Over a period of 50 years, starting in the mid-1950s, the per capita number of psychiatric care beds in the United States decreased by 95 percent, from 680 beds per million residents in 1955 to 34 per million in 2005. Much of that decline is due to the closing of state asylums. In 1955, state psychiatric facilities cared for 560,000 patients. Today, they care for 45,000.
So, as our public healthcare system stopped caring for mental health patients, the police officers were given the brunt of responding to mental health issues. In 2017, law enforcement agencies spent $918 million transporting people with severe mental illness, according to a 2019 survey from the Treatment Advocacy Center. It also estimated that officers spend 21 percent of their time responding to and transferring people for mental health issues.
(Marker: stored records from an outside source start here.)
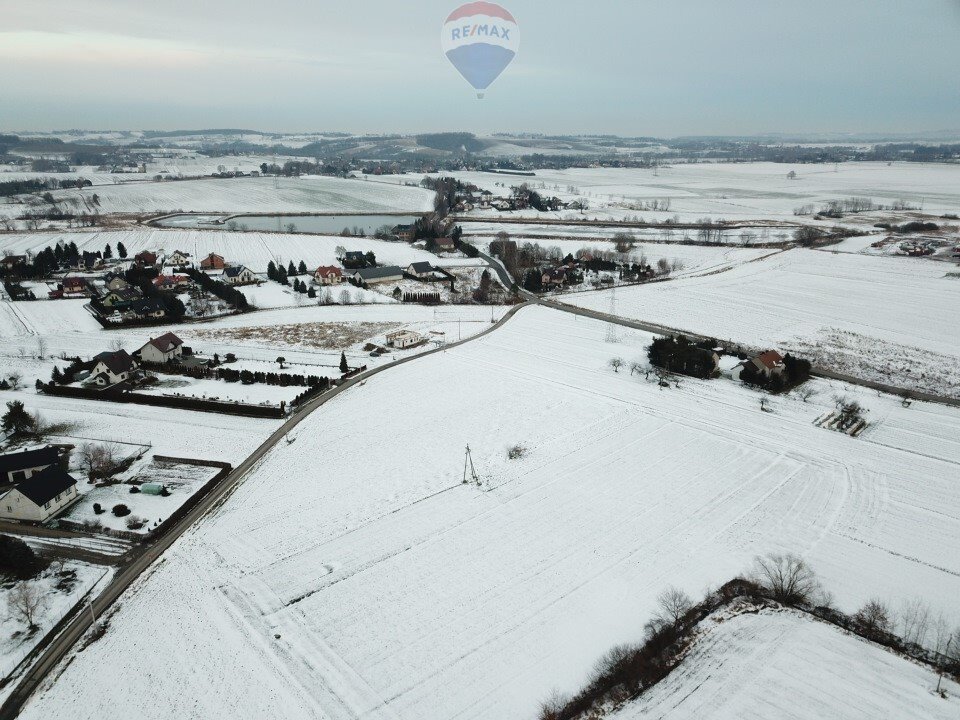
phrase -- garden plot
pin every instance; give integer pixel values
(886, 319)
(733, 191)
(221, 391)
(253, 249)
(303, 194)
(146, 511)
(776, 665)
(362, 579)
(61, 590)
The hospitals also took on some care. The American College of Emergency Physicians found that 84 percent of emergency rooms said they board psychiatric patients, and it’s getting worse. More than 50 percent said they spend increasing time and energy trying to transfer those patients to appropriate psychiatric facilities.
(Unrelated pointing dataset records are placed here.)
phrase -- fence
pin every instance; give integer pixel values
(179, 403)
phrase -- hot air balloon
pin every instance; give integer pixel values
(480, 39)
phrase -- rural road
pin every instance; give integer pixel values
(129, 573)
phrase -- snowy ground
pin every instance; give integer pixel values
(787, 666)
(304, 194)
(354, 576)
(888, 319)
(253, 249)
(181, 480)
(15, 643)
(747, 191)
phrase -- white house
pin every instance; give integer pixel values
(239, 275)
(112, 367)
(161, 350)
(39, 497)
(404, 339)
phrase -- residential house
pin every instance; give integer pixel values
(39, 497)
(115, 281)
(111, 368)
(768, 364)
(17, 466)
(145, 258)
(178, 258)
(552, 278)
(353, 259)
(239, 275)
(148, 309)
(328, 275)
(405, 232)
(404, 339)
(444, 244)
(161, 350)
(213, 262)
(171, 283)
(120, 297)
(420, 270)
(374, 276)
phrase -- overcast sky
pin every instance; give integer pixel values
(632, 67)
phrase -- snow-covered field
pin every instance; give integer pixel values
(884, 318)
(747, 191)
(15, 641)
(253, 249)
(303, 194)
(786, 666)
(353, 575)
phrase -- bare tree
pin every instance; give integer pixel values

Given all these problems, some health-care advocates have proposed a remedy that would have been unthinkable just a few years ago: returning to the traditional mental hospital, the very institution that reformers fought so hard to abolish in the 1960s. The Treatment Advocacy Center estimates that to reach a minimum level of psychiatric care, as many as 95,000 new beds would be necessary.
Critics will say that this is advocating a return to the inhumane treatments and overcrowded conditions portrayed in Ken Kesey’s famous book,One Flew Over the Cuckoo’s Nest. But we must try to imagine a new type of institution, one that would be a safe and caring refuge for mentally ill patients who were unsuited for community-based care. They wouldn’t be the asylums of the 1950s.
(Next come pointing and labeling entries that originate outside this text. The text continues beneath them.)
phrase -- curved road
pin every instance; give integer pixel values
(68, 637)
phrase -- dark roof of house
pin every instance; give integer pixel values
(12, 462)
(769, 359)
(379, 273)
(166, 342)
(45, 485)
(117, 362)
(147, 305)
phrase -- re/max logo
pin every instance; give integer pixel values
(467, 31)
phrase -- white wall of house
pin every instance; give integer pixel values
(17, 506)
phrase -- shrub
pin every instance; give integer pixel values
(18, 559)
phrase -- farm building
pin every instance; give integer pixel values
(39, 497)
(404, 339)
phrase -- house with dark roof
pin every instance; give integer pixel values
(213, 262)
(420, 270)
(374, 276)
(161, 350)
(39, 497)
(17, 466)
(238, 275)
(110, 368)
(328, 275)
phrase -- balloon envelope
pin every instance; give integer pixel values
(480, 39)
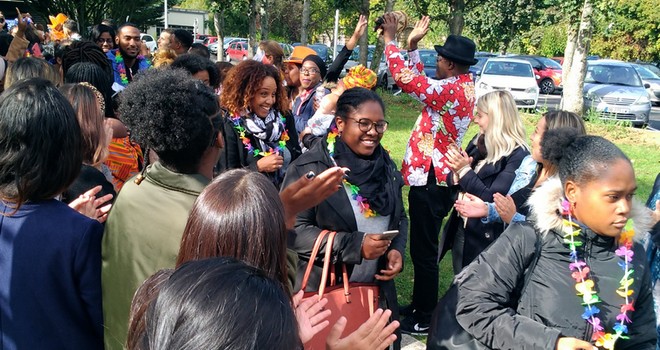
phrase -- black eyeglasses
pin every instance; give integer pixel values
(365, 125)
During our COVID-19 Pandemic, we have been moving to Telemedicine where a psychiatrist anywhere in the country can reach an initial diagnosis, prescribe medication and help the emergency room physicians decide whether the patient requires long-term psychiatric care somewhere else, or can return to the community in a few days. But our mental health system doesn’t just need psychiatrists, it needs beds. I believe it's imperative to see the underlying evidence all around us that demonstrates the mental health care system is in crisis too, and we must consider this when looking at real reforms for our communities going forward.